You know that moment a child blurts out, “When I grow older than you, …”
And everybody laughs. Because you know that isn’t possible.
Well, it happened.
I am now older than my mom ever was. Actually, a few years older.
It’s a strange feeling.
Everyone always said she died young. I know it even more now.
But what she did with the time she was given was huge—an incredible woman, mother, wife, teacher, Christian…You can read more about her in my post, Calling Her Blessed.
No, she wasn’t perfect. I talk about that in that post, too.
Yet she made an impact on everyone around her. At her funeral, the receiving line went out the door and around the block. Person after person tearfully clasping my hands, telling me what she meant to them. The memory is bittersweet.
She wasn’t old. But she was wise.
So what am I doing with the days I’ve been given? Especially when they are more than hers.
The question came again this past week when I opened Facebook. An acquaintance of mine passed away. I didn’t know her well. In fact, I only met her once. Took a workshop with her. Sat down with her for fifteen minutes to talk about my novel.
But in those few moments, it was clear. She was kind, generous, a gentle spirit even while giving excellent suggestions. As I read her obituary and the comments of others, I saw similar thoughts again and again. She touched many.
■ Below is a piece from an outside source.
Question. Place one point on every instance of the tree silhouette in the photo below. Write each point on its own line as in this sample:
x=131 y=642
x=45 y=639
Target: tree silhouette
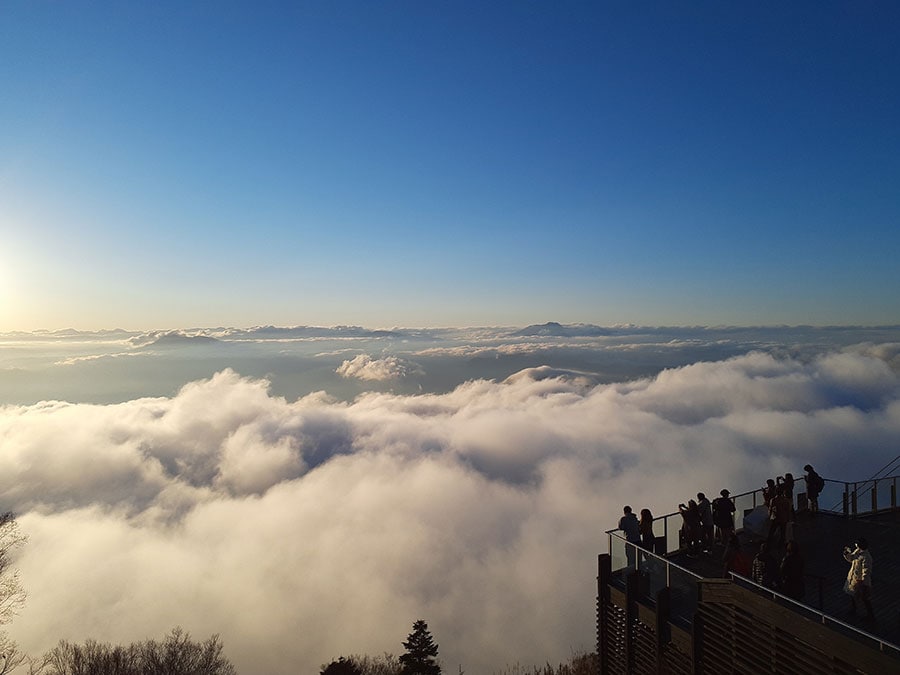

I imagine when I die, there will be many jokes about Diet Coke, my burning the candle at both ends (and sometimes in the middle), and the way words often come out of my mouth wrong. (You can read about those here. Because, no, Elizabeth. Cucumbers do NOT become butterflies. *sigh*)
But I hope when I have lived my last moment here on earth, those aren’t the only stories told.
I want my life to count.
I want to live in such a way that I make a difference in those around me, even if I just meet them once. That I remind them of hope and peace and joy. That I shine Christ’s light. His salvation. But also that I’m real with them. That they know I’m not fake. That I truly love them with His love. And still cry like He did at the tomb. And in the garden.
I want my anger to be righteous, not selfish. My sorrow to be holy, not self-pity. My joy to flow from Him, not things. And my compassion to be understanding—as a fellow sinner—made in the image of God—bought with a price.
I want my words to help others live daily for Him. To know—as He has shown me—that they are truly loved by Him as they are, but that they can be changed daily by His grace to look more like Him.
I don’t want to waste the time He’s given me. scrolling. gossiping. whining.
Instead, at the end of the day—both THIS day and my LAST day—I want to know I lived it for Him and the Word He has put in my hands. I don’t want to thrash against the walls of the room He’s put me in. But I also don’t want to be afraid of the doors He’s opened.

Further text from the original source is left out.